Tout y est intelligent, l'intéraction entre les personnages, les actes, les modifications du scénario, le choix des scènes. Le roman est parfaitement mis en scène, on y retrouve globalement l'état d'esprit, quelques passages que j'avais adoré, le film reprend aussi des bonnes idées du film de De Palma, puis en rajoute d'autres, avec tout le côté moderne (les portables, etc..) et des choix malins : la mort de Tommy dans les bras de Carrie, ce qui provoque la destruction (et le silence du public, contrairement au film de De Palma), la fin dans la maison (Sue, pluie de pierre). Bon, allez, là encore, Carrie vise certains élèves pour se vanger, mais c'est ciblé plus intelligemment que dans la version de De Palma. Par exemple, elle sauve Mrs Desjardins, et même Sue. Et puis, la destruction de la ville aurait pu être amplifiée.

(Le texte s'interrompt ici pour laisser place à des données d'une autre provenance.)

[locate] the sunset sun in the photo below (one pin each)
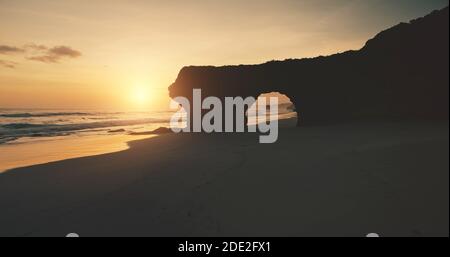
(140, 95)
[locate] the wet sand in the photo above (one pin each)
(346, 179)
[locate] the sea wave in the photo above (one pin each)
(33, 130)
(45, 114)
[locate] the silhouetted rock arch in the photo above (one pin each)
(402, 72)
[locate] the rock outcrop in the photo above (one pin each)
(402, 72)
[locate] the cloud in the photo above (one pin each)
(54, 54)
(8, 64)
(4, 49)
(35, 47)
(39, 53)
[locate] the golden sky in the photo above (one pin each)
(77, 54)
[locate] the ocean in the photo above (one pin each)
(31, 137)
(22, 126)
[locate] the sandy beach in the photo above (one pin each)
(347, 179)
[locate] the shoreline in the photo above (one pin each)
(345, 179)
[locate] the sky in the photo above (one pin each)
(122, 55)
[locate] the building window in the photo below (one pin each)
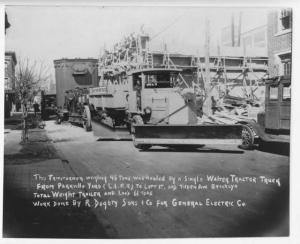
(273, 93)
(285, 63)
(286, 92)
(285, 19)
(287, 68)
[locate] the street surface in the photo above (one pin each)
(80, 154)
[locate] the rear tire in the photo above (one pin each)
(247, 138)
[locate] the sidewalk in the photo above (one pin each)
(20, 218)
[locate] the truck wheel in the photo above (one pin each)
(247, 138)
(87, 119)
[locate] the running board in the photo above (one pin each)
(187, 134)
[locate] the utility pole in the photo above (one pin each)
(207, 86)
(239, 30)
(232, 30)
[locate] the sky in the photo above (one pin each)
(46, 33)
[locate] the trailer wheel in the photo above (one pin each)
(58, 120)
(136, 120)
(247, 138)
(142, 147)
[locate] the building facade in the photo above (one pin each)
(72, 73)
(280, 42)
(9, 82)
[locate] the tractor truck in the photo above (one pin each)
(273, 125)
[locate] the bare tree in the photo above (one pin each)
(28, 78)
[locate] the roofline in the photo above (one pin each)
(75, 59)
(153, 69)
(13, 54)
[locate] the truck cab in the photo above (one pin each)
(154, 91)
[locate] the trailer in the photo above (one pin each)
(157, 112)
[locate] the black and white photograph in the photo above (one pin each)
(141, 122)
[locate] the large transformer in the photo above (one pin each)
(74, 73)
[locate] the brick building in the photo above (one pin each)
(280, 42)
(72, 73)
(9, 83)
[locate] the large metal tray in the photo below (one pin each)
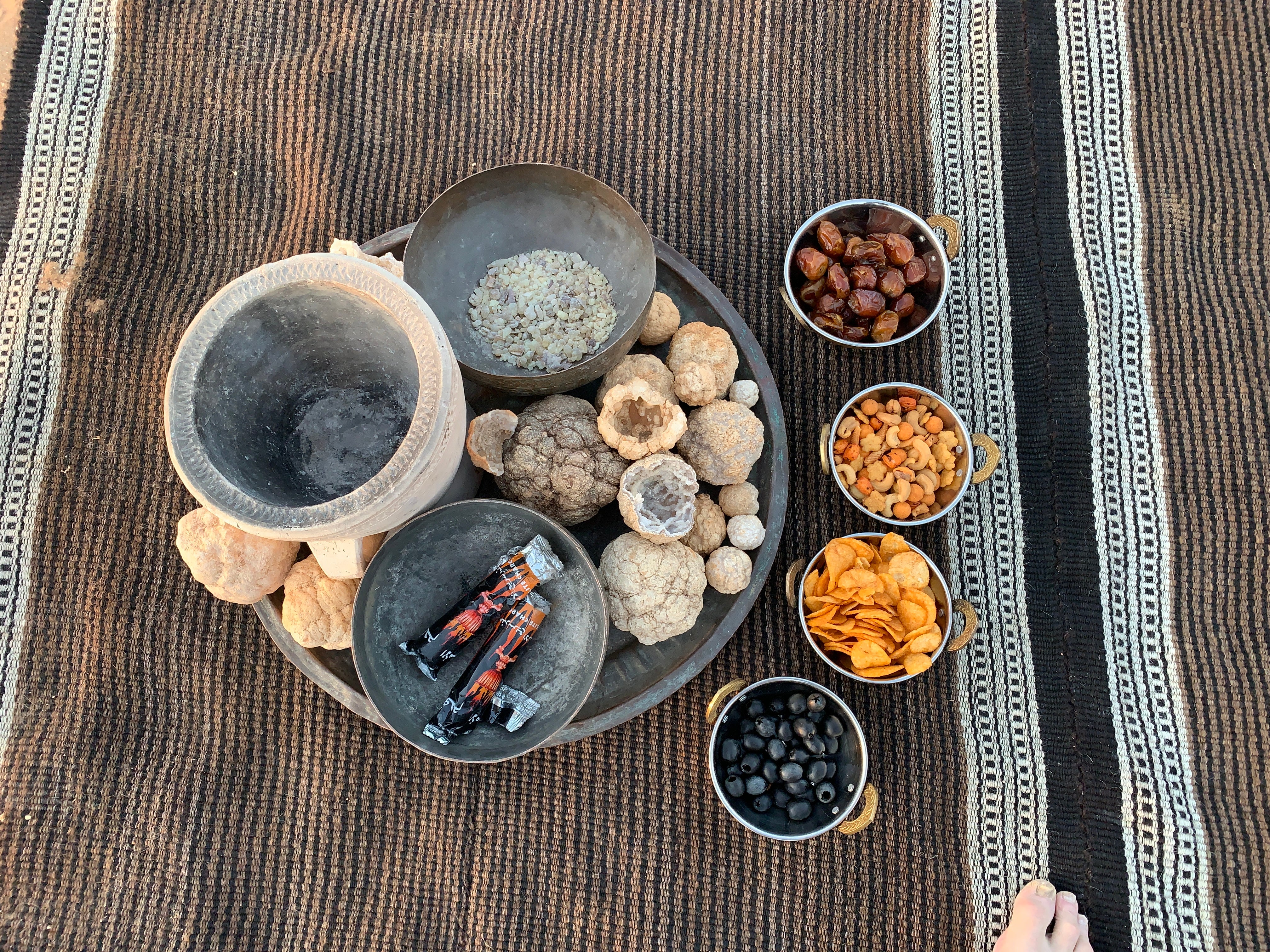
(636, 677)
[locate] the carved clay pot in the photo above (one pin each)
(318, 399)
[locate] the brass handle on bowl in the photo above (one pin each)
(993, 456)
(953, 247)
(792, 579)
(867, 817)
(721, 699)
(972, 624)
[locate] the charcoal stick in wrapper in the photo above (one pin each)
(481, 695)
(478, 612)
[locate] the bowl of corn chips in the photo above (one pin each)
(877, 609)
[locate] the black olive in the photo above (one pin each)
(798, 810)
(792, 772)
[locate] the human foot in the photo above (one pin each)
(1037, 909)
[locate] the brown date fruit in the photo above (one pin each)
(864, 277)
(900, 249)
(865, 304)
(915, 271)
(830, 239)
(812, 263)
(883, 220)
(934, 273)
(811, 291)
(836, 281)
(886, 327)
(831, 323)
(870, 253)
(891, 282)
(828, 304)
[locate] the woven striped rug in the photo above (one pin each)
(169, 781)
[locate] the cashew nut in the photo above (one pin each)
(919, 455)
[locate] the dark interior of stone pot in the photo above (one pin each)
(306, 394)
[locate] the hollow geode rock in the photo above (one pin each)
(637, 421)
(658, 498)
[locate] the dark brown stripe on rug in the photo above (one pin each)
(1201, 97)
(190, 789)
(32, 25)
(1052, 386)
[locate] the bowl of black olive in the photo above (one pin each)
(788, 760)
(869, 273)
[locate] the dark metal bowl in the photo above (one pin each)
(513, 209)
(422, 570)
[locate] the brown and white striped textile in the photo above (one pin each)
(169, 781)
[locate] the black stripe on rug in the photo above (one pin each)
(1061, 559)
(17, 110)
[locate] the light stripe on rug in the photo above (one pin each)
(1164, 841)
(59, 166)
(1005, 808)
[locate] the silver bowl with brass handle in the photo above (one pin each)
(796, 586)
(850, 780)
(945, 496)
(884, 216)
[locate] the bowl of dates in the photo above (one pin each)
(868, 273)
(788, 760)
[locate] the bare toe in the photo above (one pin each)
(1033, 916)
(1067, 923)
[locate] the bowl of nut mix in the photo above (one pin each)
(868, 273)
(902, 455)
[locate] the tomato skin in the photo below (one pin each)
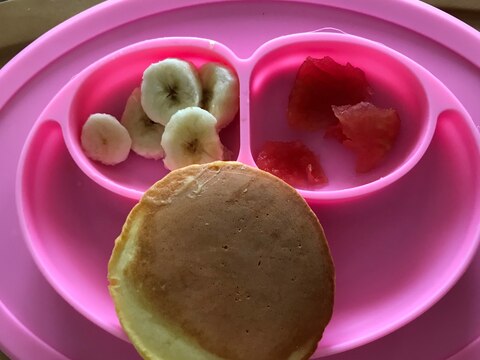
(319, 84)
(369, 131)
(293, 162)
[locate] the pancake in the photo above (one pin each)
(222, 261)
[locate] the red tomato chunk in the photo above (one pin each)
(319, 84)
(292, 162)
(368, 130)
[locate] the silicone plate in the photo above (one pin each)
(74, 61)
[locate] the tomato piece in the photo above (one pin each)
(369, 131)
(293, 162)
(319, 84)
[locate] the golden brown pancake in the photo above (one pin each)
(222, 261)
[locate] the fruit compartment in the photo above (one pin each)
(396, 82)
(105, 86)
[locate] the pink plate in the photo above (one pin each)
(420, 232)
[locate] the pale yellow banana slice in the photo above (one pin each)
(168, 86)
(190, 137)
(104, 139)
(146, 135)
(220, 92)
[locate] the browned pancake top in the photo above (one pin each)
(234, 258)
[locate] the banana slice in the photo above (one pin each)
(190, 137)
(168, 86)
(146, 135)
(104, 139)
(220, 92)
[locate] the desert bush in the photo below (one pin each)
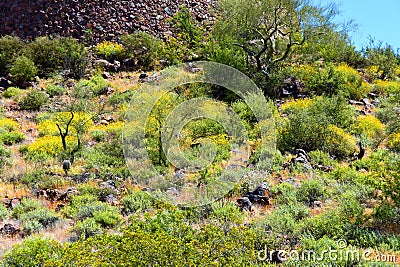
(10, 48)
(226, 212)
(312, 190)
(393, 142)
(386, 88)
(11, 92)
(3, 212)
(23, 70)
(87, 228)
(95, 86)
(85, 206)
(27, 205)
(110, 50)
(369, 126)
(33, 100)
(46, 147)
(108, 218)
(52, 54)
(11, 138)
(9, 124)
(142, 48)
(55, 90)
(33, 252)
(137, 201)
(43, 216)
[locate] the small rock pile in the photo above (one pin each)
(97, 20)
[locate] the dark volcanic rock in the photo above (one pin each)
(101, 20)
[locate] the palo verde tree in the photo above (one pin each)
(269, 30)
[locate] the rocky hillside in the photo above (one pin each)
(98, 19)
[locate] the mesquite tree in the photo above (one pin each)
(268, 30)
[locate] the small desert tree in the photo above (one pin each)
(268, 30)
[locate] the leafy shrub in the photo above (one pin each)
(3, 212)
(10, 48)
(226, 212)
(12, 92)
(55, 90)
(33, 252)
(386, 88)
(311, 190)
(368, 126)
(51, 54)
(97, 85)
(23, 70)
(11, 138)
(393, 142)
(44, 217)
(27, 205)
(137, 201)
(107, 218)
(109, 50)
(9, 124)
(33, 100)
(141, 47)
(85, 206)
(87, 228)
(340, 143)
(46, 147)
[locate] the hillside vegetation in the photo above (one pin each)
(330, 185)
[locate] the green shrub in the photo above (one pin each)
(87, 228)
(311, 190)
(226, 212)
(110, 51)
(3, 212)
(137, 201)
(55, 90)
(141, 47)
(33, 252)
(23, 70)
(11, 138)
(44, 217)
(108, 218)
(96, 86)
(10, 48)
(12, 92)
(26, 205)
(33, 100)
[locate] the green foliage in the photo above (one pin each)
(137, 201)
(12, 92)
(87, 228)
(52, 54)
(33, 100)
(382, 56)
(55, 90)
(142, 47)
(10, 48)
(3, 212)
(27, 205)
(11, 138)
(226, 212)
(23, 70)
(312, 190)
(40, 218)
(96, 86)
(33, 252)
(110, 51)
(319, 126)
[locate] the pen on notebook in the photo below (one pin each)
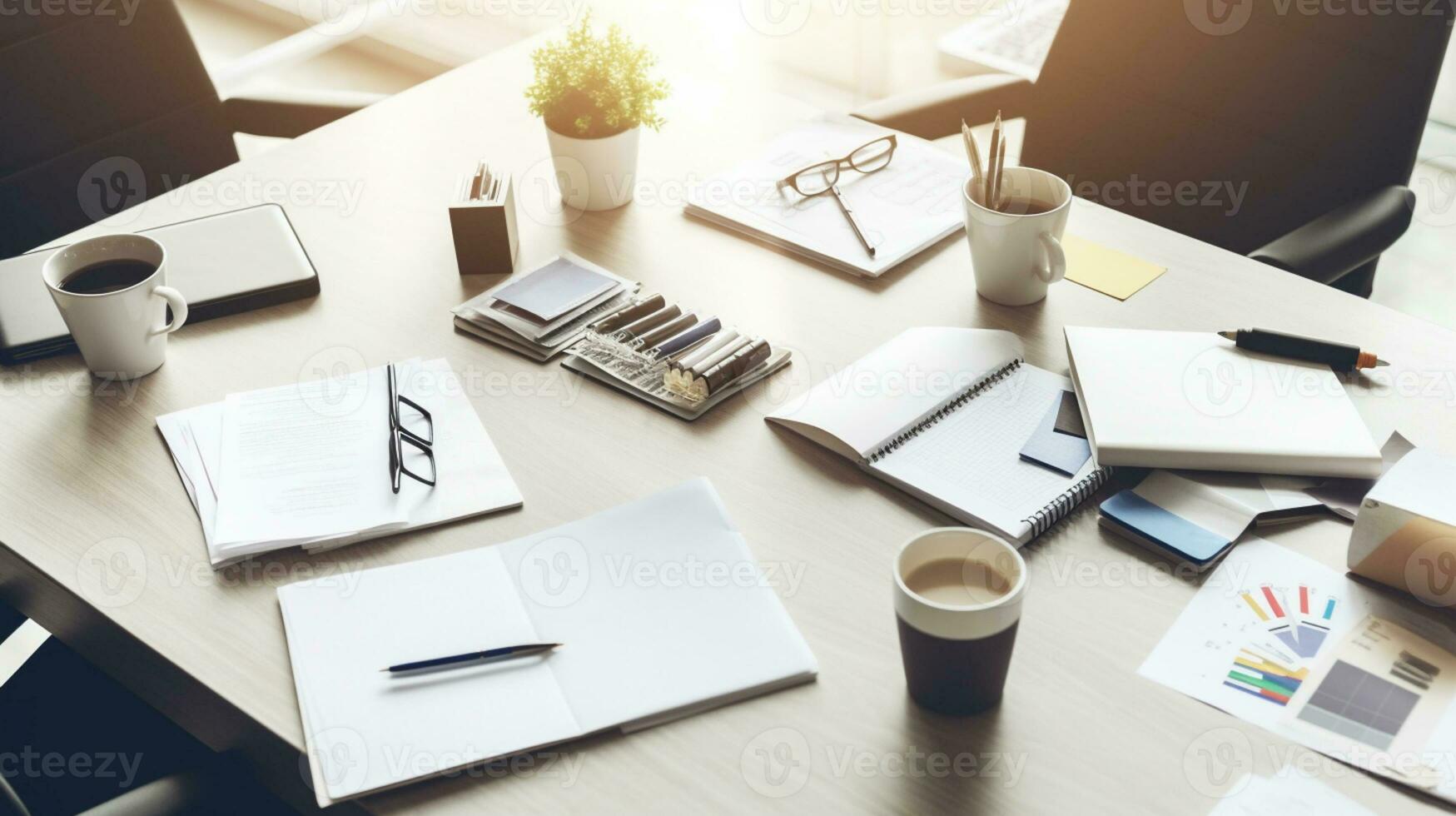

Le personnage de Carrie est parfait, c'est exactement cette Carrie, timide, mal à l'aise avec la société, persécutée, que je voulais voir. Sa tristesse se mélange parfaitement avec sa haine à la fin : chapeau l'actrice ! D'ailleurs, elle est excellente sur tout le film : sa Carrie est attachante comme jamais, on a la haine de Chris et des persécuteurs, comme dans le livre. C'est Parfait ! Tommy Ross l'est aussi : c'est juste un garçon adorable et bien élevé (et il y a la scène entre Sue et Tommy, avec une vraie réaction humaine de Tommy). Le lien entre Carrie et Margareth (jouée par une Julianne Moore carrément flippante) est du pur Stephen King. Même Chris est malsaine comme il le faut, les lycéens sont bien aussi (ils rigolent un peu facilement .. mais c'était de toutes façons un défaut du bouquin). Ce film est Humain, c'est du Stephen King !!
C'est la meilleure adaptation de Carrie, dans le scénario, le traitement du personnage, l'ambiance de fond, et je trouve en plus ce film plus agréable à regarder que celui de De Palma (bon, la mise en scène est peut être aussi plus passe-partout, mais il y a de bonnes idées de réalisation aussi ...). Sur tous les points, il est meilleur que son prédécesseur, son seul défaut est d'arriver 35 ans après (et je suis outré des critiques sur Allociné .. notamment les critiques Presse).
Regardez Carrie, la Vengeance !
Mon avis écrit quand j'étais ado, sans trop d'avis au final :
Deux parties dans ce livre : la première on découvre l'existence malheureuse de Carrie, partie dans laquelle le talent de Stephen King de pouvoir dresser un portrait psychologique est indéniable. Dans la deuxième partie, on a le droit à une véritable scène d'horreur dans laquelle le portrait psychologique de Carrie est toujours traité .Bref, c'est un livre très porté sur la psychologie de Carrie et une critique vive de la société américaine en rapport aux malheurs de Carrie. Le livre est passionnant et court, permettant de ne pas s'ennuyer et de profiter de la fin avec plaisir, car elle est plaisante. De plus, ce livre est le premier réel succès de Stephen King, le livre qui le révéla au grand public.!
L'avis de Lo^ol, une amie lectrice :
Aye, comment le critiquer alors que c'est le livre qui est à l'origine du succès de Stephen King ? Encore une fois j'ai aussi vu le film qui est bien fait, et assez fidèle au livre. Que dire ? Présence du surnaturel, la télékinésie cette fois, le tête de turc de tous les élèves du lycée va apprendre à métriser ce pouvoir et se venger, la survivante est traumatisée à vie. Mon commentaire est bref, ce livre ne m'a pas particulièrement accrochée.